I’m currently reading Giles Hutchins’ new book Future Fit which I highly recommend and have come to the chapter Shifting the Logic in which Giles references a lot of research that’s been done into learning, knowing and neuroscience. The compelling message for me is how important it is for our leaders to lead with their whole selves We’ve created a world of business where the rational logical part of our experience has become dominant – it is this that is most highly recognized, praised and, therefore, the predominant focus on leadership development programmes. However, this is only part of the story. We are all whole human beings not rational machines. Giles Hutchins points to Carl Jung’s four natural ways of knowing: thinking (rational analytical thought); feeling (emotional feelings); sensing (somatic embodied awareness) and psychical intuitions and how the ‘sweet spot’ is found when all of these are aligned. If you’ve ever said “I know that intellectually but ….” then you’ll have been in a situation where these aspects are not aligned; where there’s hesitancy and doubt as somehow you know that what you’ve heard isn’t the whole story. We need leaders who are able to lead in a way that embraces all aspects of knowing – knowing of the head, the heart and the gut.
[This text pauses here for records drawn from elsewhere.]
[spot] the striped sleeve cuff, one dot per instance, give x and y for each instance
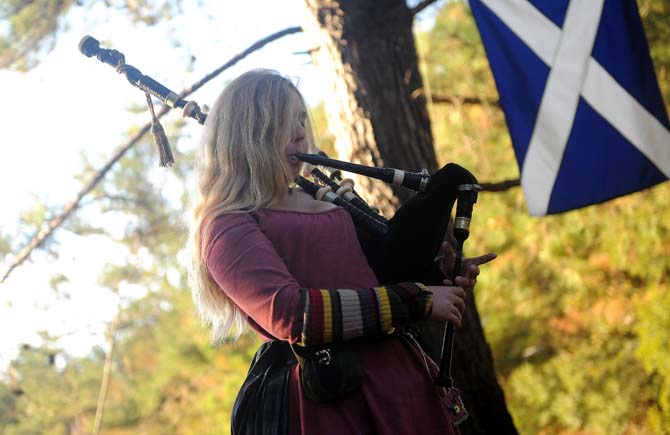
(344, 314)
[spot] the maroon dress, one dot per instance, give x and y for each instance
(263, 260)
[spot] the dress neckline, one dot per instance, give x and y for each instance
(282, 210)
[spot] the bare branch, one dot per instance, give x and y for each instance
(460, 100)
(500, 186)
(57, 221)
(421, 6)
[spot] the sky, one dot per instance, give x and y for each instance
(72, 105)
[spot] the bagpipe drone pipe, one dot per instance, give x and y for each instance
(400, 249)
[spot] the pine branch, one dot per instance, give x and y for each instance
(56, 222)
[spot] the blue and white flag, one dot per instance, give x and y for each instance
(580, 97)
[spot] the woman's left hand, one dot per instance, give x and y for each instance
(469, 267)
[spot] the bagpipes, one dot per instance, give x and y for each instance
(400, 249)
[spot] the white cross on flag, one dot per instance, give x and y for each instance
(580, 97)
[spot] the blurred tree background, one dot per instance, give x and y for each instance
(576, 308)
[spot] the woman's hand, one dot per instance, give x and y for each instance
(448, 303)
(469, 267)
(449, 300)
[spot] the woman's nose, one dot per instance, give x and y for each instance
(300, 129)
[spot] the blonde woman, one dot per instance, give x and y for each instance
(268, 255)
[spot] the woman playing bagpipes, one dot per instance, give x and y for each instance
(336, 357)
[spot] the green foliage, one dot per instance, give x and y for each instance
(576, 308)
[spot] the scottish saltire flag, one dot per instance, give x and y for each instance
(580, 97)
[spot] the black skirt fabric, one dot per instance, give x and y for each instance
(261, 406)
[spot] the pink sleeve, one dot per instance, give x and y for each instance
(246, 266)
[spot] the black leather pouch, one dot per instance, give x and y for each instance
(328, 371)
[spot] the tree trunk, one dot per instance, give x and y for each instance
(376, 109)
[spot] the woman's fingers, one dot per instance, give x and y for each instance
(482, 259)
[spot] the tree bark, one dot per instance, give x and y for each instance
(376, 109)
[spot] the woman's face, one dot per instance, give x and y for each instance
(298, 141)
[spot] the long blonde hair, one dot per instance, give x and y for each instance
(240, 167)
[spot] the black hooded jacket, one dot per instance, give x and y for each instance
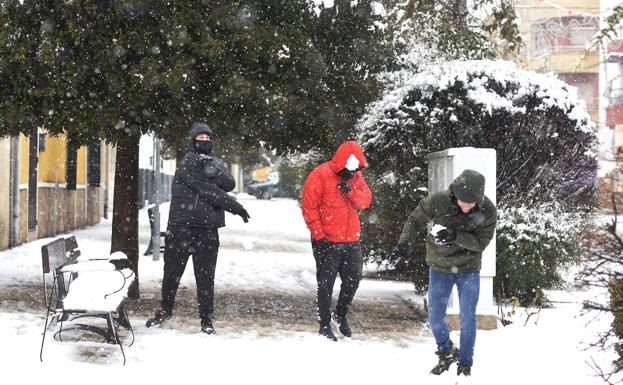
(200, 186)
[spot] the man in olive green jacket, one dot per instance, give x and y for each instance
(464, 222)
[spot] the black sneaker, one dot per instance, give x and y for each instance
(206, 327)
(342, 325)
(446, 359)
(326, 331)
(463, 369)
(159, 317)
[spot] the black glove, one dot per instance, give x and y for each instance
(445, 236)
(343, 185)
(401, 251)
(322, 243)
(244, 215)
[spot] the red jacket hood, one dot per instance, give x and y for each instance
(342, 154)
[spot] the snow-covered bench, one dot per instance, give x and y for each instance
(84, 288)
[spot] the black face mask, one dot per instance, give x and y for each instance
(346, 173)
(203, 146)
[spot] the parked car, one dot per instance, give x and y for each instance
(267, 190)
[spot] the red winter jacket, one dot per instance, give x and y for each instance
(328, 211)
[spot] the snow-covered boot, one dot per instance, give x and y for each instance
(206, 327)
(341, 324)
(159, 317)
(326, 331)
(446, 359)
(463, 369)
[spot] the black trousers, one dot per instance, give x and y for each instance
(331, 259)
(180, 243)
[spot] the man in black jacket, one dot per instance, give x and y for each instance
(198, 204)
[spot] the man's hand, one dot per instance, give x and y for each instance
(401, 251)
(445, 236)
(343, 185)
(244, 215)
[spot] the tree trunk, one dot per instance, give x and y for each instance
(125, 206)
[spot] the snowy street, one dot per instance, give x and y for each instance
(265, 291)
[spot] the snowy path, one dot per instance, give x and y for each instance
(265, 288)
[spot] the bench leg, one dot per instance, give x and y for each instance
(113, 329)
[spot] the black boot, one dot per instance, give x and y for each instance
(446, 359)
(326, 331)
(159, 317)
(342, 325)
(206, 327)
(463, 369)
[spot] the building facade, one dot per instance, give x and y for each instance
(49, 187)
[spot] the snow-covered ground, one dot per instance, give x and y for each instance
(271, 254)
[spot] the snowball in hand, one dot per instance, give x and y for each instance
(352, 163)
(436, 228)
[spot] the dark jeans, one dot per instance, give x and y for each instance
(439, 290)
(180, 243)
(332, 258)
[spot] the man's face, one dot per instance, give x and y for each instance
(465, 206)
(202, 137)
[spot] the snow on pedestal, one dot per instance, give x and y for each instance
(443, 168)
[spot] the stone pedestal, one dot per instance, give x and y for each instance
(443, 168)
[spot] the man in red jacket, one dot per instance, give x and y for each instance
(332, 194)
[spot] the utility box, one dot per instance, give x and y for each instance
(443, 168)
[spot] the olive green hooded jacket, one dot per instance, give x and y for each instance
(474, 230)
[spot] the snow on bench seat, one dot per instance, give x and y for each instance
(99, 287)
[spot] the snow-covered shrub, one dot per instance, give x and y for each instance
(534, 246)
(602, 269)
(541, 131)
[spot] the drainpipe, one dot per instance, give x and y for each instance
(14, 193)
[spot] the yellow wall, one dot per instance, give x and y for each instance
(23, 159)
(81, 174)
(567, 62)
(52, 161)
(5, 184)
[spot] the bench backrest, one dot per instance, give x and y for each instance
(53, 254)
(71, 248)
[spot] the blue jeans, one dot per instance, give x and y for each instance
(439, 290)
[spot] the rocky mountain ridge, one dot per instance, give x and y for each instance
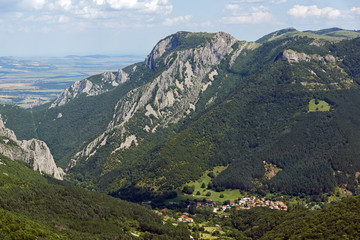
(33, 151)
(172, 95)
(91, 86)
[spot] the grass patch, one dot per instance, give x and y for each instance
(229, 194)
(318, 106)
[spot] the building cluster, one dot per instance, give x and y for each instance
(244, 203)
(185, 218)
(247, 203)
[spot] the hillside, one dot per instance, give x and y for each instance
(287, 102)
(35, 207)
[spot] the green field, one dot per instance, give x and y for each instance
(229, 194)
(318, 106)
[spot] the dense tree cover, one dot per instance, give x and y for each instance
(336, 221)
(266, 119)
(260, 114)
(31, 207)
(82, 119)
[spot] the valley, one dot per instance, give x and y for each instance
(208, 137)
(33, 81)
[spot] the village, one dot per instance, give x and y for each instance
(220, 209)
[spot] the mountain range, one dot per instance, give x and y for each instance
(280, 113)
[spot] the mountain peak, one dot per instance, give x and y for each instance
(167, 44)
(183, 41)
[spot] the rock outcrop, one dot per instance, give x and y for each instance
(293, 56)
(33, 151)
(91, 86)
(169, 97)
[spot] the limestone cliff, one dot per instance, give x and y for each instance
(33, 151)
(172, 95)
(91, 86)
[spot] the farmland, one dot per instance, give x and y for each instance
(32, 81)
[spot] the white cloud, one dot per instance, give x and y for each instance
(254, 17)
(65, 4)
(278, 1)
(355, 10)
(35, 4)
(176, 20)
(63, 19)
(122, 4)
(303, 11)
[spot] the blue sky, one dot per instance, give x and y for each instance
(62, 27)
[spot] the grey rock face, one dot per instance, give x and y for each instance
(293, 56)
(169, 97)
(34, 152)
(105, 82)
(163, 46)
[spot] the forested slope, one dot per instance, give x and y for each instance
(35, 207)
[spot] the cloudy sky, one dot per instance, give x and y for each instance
(62, 27)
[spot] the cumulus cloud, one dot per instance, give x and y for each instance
(34, 4)
(145, 5)
(254, 17)
(302, 11)
(355, 10)
(176, 20)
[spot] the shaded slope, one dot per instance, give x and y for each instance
(34, 207)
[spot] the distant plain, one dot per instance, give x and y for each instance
(30, 81)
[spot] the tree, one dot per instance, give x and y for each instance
(188, 189)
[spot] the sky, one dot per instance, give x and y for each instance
(113, 27)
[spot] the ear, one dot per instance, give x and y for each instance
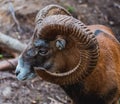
(60, 43)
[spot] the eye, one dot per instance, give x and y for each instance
(43, 51)
(32, 52)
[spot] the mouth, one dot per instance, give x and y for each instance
(24, 73)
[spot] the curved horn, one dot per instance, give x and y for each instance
(50, 10)
(71, 27)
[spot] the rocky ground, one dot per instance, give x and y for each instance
(37, 91)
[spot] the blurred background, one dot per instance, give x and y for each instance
(17, 21)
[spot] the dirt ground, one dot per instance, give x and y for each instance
(37, 91)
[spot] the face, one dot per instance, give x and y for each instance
(39, 53)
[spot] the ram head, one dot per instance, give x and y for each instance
(62, 49)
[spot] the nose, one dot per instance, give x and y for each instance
(17, 72)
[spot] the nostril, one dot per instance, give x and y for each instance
(17, 72)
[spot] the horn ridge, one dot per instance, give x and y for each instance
(89, 52)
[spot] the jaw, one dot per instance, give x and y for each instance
(24, 71)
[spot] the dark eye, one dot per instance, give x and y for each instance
(43, 51)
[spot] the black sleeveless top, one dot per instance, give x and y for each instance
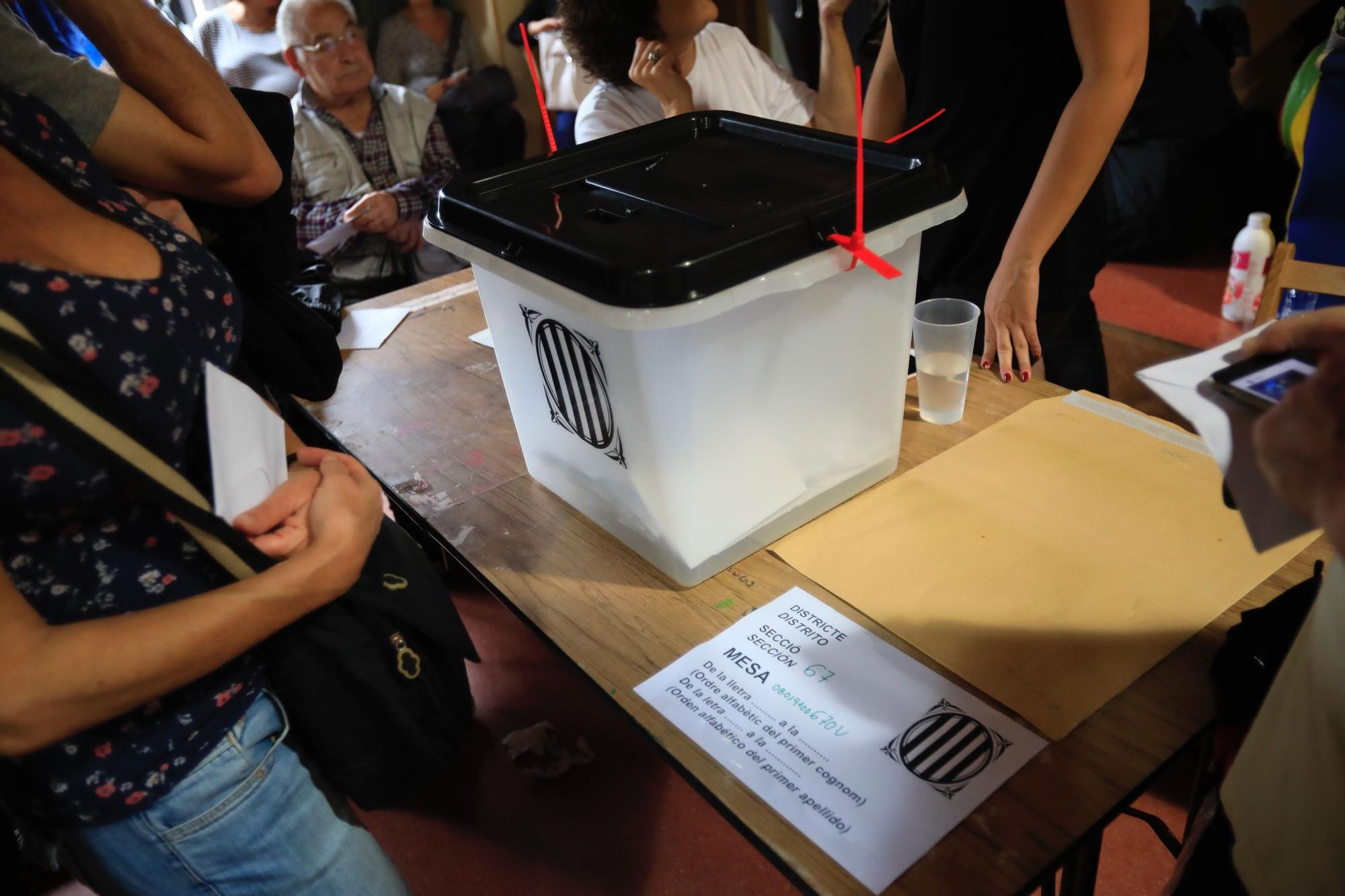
(1004, 72)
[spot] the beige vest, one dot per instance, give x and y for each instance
(332, 170)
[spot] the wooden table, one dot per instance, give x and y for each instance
(428, 415)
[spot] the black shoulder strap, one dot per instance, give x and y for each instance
(24, 378)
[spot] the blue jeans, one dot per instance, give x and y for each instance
(249, 819)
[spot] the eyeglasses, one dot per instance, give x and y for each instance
(354, 34)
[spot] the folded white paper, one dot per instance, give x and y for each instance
(332, 240)
(868, 752)
(369, 329)
(247, 444)
(1226, 425)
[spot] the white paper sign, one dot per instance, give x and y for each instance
(369, 329)
(247, 444)
(868, 752)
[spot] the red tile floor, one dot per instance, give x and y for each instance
(626, 823)
(629, 822)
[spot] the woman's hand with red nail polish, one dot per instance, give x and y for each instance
(1012, 317)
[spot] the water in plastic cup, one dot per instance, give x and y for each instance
(945, 334)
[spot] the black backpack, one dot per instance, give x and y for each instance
(375, 682)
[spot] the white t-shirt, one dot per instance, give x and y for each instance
(730, 75)
(244, 58)
(1285, 794)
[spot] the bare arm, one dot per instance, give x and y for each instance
(1112, 38)
(886, 104)
(60, 680)
(836, 85)
(176, 127)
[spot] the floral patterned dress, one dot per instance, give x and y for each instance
(77, 542)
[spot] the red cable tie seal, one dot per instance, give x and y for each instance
(855, 243)
(915, 127)
(537, 85)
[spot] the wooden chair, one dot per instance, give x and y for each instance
(1289, 274)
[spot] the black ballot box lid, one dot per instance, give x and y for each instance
(685, 208)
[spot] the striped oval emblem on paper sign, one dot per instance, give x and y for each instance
(946, 748)
(576, 384)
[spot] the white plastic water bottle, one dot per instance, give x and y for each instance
(1253, 251)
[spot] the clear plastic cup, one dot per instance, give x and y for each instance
(945, 333)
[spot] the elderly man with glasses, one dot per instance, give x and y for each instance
(368, 155)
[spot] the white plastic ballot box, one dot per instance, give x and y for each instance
(689, 360)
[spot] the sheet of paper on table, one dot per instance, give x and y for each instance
(1227, 427)
(369, 329)
(868, 752)
(1048, 560)
(247, 444)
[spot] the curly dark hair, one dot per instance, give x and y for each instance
(602, 34)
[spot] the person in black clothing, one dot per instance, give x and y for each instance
(1035, 95)
(797, 21)
(539, 17)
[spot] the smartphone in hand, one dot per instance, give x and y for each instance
(1262, 381)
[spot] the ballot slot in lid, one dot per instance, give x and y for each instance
(684, 209)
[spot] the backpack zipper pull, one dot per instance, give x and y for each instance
(407, 659)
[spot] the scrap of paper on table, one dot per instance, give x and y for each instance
(867, 751)
(1227, 427)
(369, 329)
(1050, 560)
(247, 444)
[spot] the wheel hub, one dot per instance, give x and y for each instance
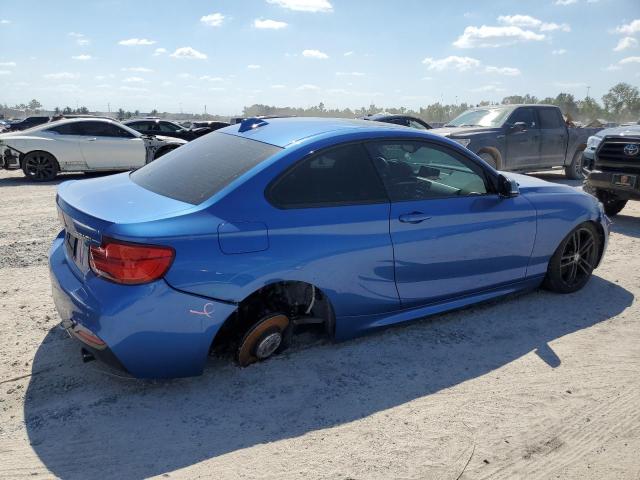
(268, 345)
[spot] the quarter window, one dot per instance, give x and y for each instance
(340, 176)
(421, 171)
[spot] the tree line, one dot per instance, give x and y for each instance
(620, 104)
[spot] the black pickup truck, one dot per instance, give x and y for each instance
(521, 138)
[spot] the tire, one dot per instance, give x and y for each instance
(612, 204)
(574, 170)
(490, 159)
(572, 264)
(40, 166)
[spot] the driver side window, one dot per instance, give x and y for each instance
(422, 171)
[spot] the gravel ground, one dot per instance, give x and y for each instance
(535, 386)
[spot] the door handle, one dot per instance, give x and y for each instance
(413, 217)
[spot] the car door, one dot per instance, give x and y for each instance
(523, 145)
(107, 146)
(553, 135)
(452, 234)
(332, 213)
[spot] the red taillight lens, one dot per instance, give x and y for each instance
(130, 263)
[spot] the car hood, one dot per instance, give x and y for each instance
(631, 131)
(460, 132)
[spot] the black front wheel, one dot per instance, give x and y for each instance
(573, 262)
(40, 166)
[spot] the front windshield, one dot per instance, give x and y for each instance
(485, 117)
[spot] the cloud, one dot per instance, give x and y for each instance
(313, 6)
(507, 71)
(488, 88)
(269, 24)
(570, 84)
(624, 43)
(628, 60)
(127, 88)
(308, 87)
(315, 54)
(134, 80)
(454, 62)
(133, 42)
(61, 76)
(629, 29)
(486, 36)
(213, 20)
(189, 53)
(137, 69)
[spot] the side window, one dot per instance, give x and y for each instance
(422, 171)
(168, 127)
(340, 176)
(526, 115)
(104, 129)
(550, 118)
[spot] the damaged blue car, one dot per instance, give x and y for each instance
(239, 239)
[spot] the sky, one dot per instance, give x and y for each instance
(224, 54)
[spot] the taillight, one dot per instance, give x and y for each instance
(130, 263)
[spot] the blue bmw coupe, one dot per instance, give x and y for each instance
(247, 235)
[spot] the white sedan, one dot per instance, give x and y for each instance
(80, 145)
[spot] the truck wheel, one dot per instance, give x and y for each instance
(612, 204)
(40, 166)
(490, 159)
(574, 170)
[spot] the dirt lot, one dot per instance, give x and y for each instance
(536, 386)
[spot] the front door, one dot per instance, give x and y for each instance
(451, 234)
(523, 145)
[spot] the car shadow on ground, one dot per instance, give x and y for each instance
(626, 225)
(82, 422)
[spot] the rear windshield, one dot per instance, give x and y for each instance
(198, 170)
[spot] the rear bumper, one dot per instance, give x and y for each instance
(603, 181)
(151, 331)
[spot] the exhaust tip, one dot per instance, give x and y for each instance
(86, 356)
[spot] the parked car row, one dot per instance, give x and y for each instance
(80, 145)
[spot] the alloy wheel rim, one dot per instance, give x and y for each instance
(39, 167)
(578, 257)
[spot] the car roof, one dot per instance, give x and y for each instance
(285, 131)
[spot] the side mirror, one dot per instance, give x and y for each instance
(518, 127)
(508, 187)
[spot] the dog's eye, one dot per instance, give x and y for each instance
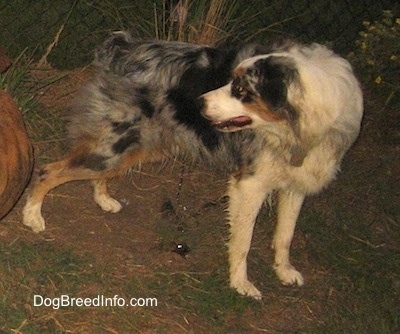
(237, 89)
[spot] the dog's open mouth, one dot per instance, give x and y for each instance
(237, 122)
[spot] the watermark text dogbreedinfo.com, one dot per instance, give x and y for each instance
(98, 301)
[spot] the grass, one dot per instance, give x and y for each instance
(346, 243)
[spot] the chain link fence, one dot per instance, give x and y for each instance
(64, 32)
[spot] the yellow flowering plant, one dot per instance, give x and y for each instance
(377, 52)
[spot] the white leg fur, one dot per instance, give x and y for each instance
(245, 200)
(32, 216)
(103, 198)
(289, 205)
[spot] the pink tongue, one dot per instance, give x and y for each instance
(240, 121)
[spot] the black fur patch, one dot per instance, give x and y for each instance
(196, 81)
(274, 76)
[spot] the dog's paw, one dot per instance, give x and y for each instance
(32, 217)
(289, 275)
(108, 203)
(247, 288)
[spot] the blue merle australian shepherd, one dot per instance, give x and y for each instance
(278, 118)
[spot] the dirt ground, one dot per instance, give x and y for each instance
(162, 207)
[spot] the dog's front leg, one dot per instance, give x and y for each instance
(245, 199)
(289, 205)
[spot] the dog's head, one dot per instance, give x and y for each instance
(257, 95)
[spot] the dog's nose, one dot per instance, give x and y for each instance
(201, 105)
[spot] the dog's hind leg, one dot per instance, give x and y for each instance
(50, 176)
(79, 165)
(289, 206)
(103, 198)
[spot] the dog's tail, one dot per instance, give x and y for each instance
(114, 47)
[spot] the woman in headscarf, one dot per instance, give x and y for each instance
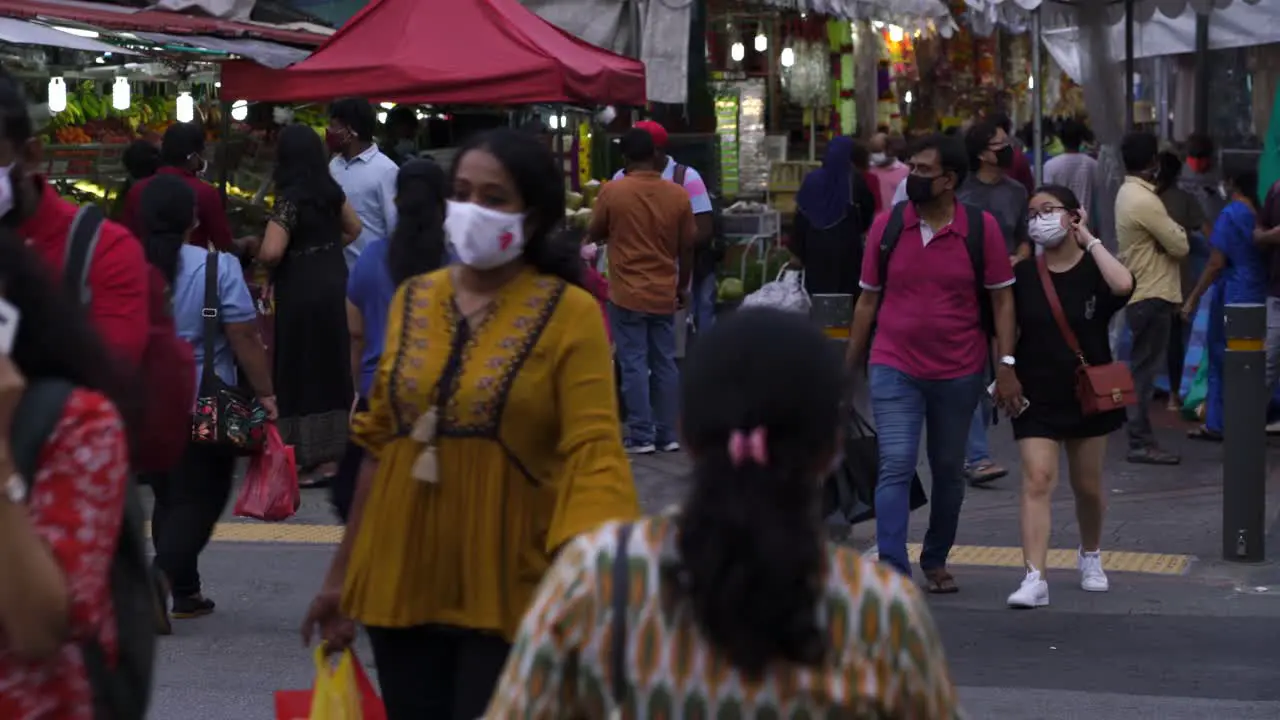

There seems to me to be a clear role for leadership development in encouraging leaders to lead with their whole self and yet many programmes still focus predominantly on the rational logical aspects. Even Emotional Intelligence is commonly explored through an inventory or questionnaire that measures people on different scales. Whilst there’s a place for questionnaires is it at the expense of experiencing first hand what, for example, emotional intelligence feels like? Our leadership development programmes should be providing immersive experiences where leaders are able to see, feel and hear what it’s like to be their whole selves. We need Leadership programmes that not only challenge them intellectually but also at an emotional and intuitive level. It is only through encouraging leaders to tune in to their creativity, intuition, sense of purpose that we can help them to lead at their highest potential, a potential which is an embodiment of their whole selves not just their intellect.